Monday Links: Model Interpretation, long range enhancers, designing DNA and more
Some interesting reads to start your week
Apologies for the slow posting this fall. Several pieces on fascinating topics are in the pipeline but various obligations have kept me from finishing them. Stay tuned.
In the meantime, here are six links that are worth reading at the beginning of your week.
Breaking into the black box of deep learning
Deep learning is most often used for making predictions or classifications (is there a cat in this image?), and for generating content, like the answers to coding questions that ChatGPT generates for my stats and coding class. Deep learning models are good at this because they are highly proficient at learning patterns in high dimensional data. And folks are increasingly interested in finding out just what patterns were learned, rather than merely being satisfied with accurate predictions. The literature on interpreting machine learning models is moving quickly. Neel Nanda put together a great reading list of important papers on this topic. Check it out for important work on transformers, attention, superposition, sparse autoencoders, etc.
Visualizing Transformers
Speaking of black boxes, what exactly is a transformer? If you’re new to this subject, 3Blue1Brown has a new set of excellent video lessons that tour the inside of LLMs. If you’re not familiar with 3Blue1Brown, you are missing out. The site features high quality introductory videos on math, physics, and machine learning. If you need a quick primer on a Fourier series or backpropagation, this site is for you. (For these first cool two links, hat tip to Brad DeLong’s Grasping Reality substack.

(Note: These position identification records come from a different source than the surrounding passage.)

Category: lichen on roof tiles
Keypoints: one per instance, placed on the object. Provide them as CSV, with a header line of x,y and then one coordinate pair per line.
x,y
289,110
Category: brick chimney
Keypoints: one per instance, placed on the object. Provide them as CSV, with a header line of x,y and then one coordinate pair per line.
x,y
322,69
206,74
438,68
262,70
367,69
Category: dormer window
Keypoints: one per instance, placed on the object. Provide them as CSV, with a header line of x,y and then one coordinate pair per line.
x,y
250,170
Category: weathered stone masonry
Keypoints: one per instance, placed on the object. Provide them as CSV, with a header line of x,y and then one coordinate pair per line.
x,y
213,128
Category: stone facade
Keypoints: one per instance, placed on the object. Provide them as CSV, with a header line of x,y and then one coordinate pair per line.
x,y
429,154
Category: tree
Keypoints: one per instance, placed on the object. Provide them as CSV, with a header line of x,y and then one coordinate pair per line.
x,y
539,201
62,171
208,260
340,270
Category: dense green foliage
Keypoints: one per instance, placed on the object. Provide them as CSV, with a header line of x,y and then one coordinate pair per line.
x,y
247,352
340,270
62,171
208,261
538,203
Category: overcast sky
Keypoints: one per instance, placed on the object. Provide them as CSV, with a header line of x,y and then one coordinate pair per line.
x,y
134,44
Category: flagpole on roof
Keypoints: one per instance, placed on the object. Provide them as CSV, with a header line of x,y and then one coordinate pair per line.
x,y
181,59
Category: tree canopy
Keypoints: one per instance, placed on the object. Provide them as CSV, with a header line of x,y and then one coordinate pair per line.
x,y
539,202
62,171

I liked them so much that I needed to share.)
A genomic range extender
Unlike the wi-fi range extender in my house, which is quickly becoming obsolete, a genomic range extender sequence discovered by Evgeny Kwon and colleagues is astonishingly well-conserved. How regulatory DNA sequences like enhancers act over long genomic distances is a questions that has received a great deal of interest, but the features of a sequence that confer long-distance activity are still generally mysterious. Kwon an colleagues found a short sequence, composed of three protein binding sites, that can increase the genomic range of an enhancer by almost ten fold. The sequence itself does not act as an enhancer, but it is, remarkably for a regulatory sequence, conserved across nearly 180 million years of evolution — it is present in marsupials and placental mammals.

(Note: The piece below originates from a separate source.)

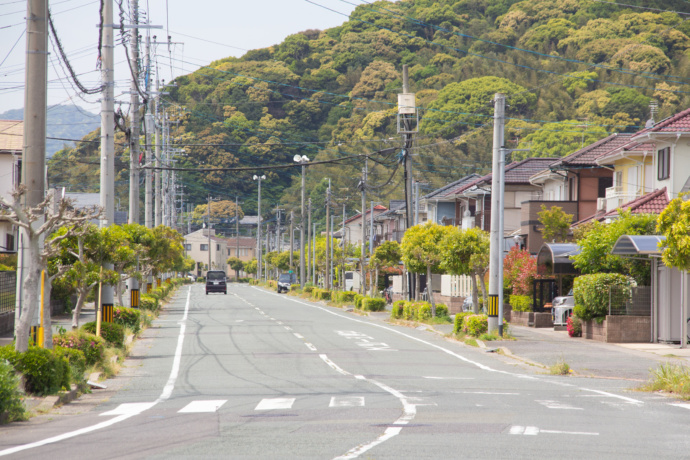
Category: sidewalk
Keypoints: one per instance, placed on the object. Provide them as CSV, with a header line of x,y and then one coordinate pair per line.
x,y
88,313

Designing DNA: Which model?
On the theme of regulatory DNA and machine learning, we are seeing the a growing wave of generative DNA models. I will cover this topic in detail in a future post, but a preprint by Cold Spring Harbor computational biologist Peter Koo has a nice mini-review of the field in its introductory section and an appendix. In the paper, Koo and his lab introduce a diffusion modeling approach for designing DNA. Read Appendix A for a brief discussion of generative adversarial networks, variational autoencoders, normalizing flows, gradient ascent, simulated annealing, etc., in DNA design. If you want to get up to speed on the literature on generative models of DNA, this is a great place to start.
“Chaperoneopathies”: Brain disorders and pathogenic variants in chaperone complexes
A paper in the Nov. 1 issue of Science reports pathogenic variants in seven of the eight subunits of the TRiC protein-folding complex. These pathogenic variants are all associated with brain malformations, intellectual disability, and seizures. This is yet another example of the mysterious phenomenon of an organ-specific disease caused by variants in general purpose proteins. Variants in different TRiC subunits affect the complex differently, and lead to different disease phenotypes. Part of this work was done by my WashU colleagues at the Children’s Discovery Institute, which has a great team focused on detailed functional characterization of candidate variants.
30 years of genome technology development
Bob Fulton has seen it all. Our MGI director of technology development has worked on genome technologies since the early days of the human genome project, and he took a few minutes to share his thoughts on the changes he’s seen over the years.